En el fútbol, todo tiene un fin

Vicente Leirachá
Vicente Leirachá PUNTO DE MIRA

DEPORTES

20 ene 2014 . Actualizado a las 07:00 h.

Del desarrollo y desenlace del partido informan otros compañeros. Diré que el adverso 1-2, sin sorprender, tampoco era esperado. Enero sigue siendo un mes duro para el deportivismo que ayer vivió otra jornada de sufrimiento con la amargura de ver al equipo derrotado, precisamente en su campo y en un partido que vino a confirmar la momentánea pérdida del liderato de Segunda.
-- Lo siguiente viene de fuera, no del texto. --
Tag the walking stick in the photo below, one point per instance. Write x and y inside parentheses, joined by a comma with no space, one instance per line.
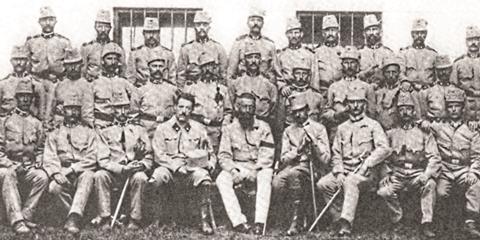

Categoría de donde «cuesta un imperio salir», según frase muy repetida por dirigentes triunfalistas de los que tanto gusta escuchar a algunos hinchas aunque sus mentiras, envueltas en intereses extraños en el mundo del balón, ocultan o disfrazan con gran facilidad. Está demostrado que la masa de seguidores de los equipos aplauden todo lo que les llega, en tanto no vean con claridad que las promesas son irreales.

Enero está resultando un mal mes para el Deportivo y nos referimos, claro está, a los marcadores de los últimos cinco partidos. Adversidad que ya anunciamos con temor a mediados de diciembre, cuando era sabido que el club venía caminando sobre un falso piso aunque a los seguidores se les hablaba de unos cimientos firmes que permitirían darle más altura al edificio. Fantasías.

Realidad inventada

En el fútbol hay que aceptar el momento y reconocer las necesidades de unos cambios que, con el paso del tiempo, resultan inevitables en todos los equipos y más aún en un Deportivo del que desde hace años se viene pregonando una realidad inventada, que no responde con aquello de lo que algunos gustarían escuchar.

Terminaré dolido por este otro mal día como tuvo ayer el Deportivo, incapaz de devolvernos la tranquilidad en la tabla de clasificación. Pero el fútbol tiene más de una cara. Y por la esquina parece asomar la buena?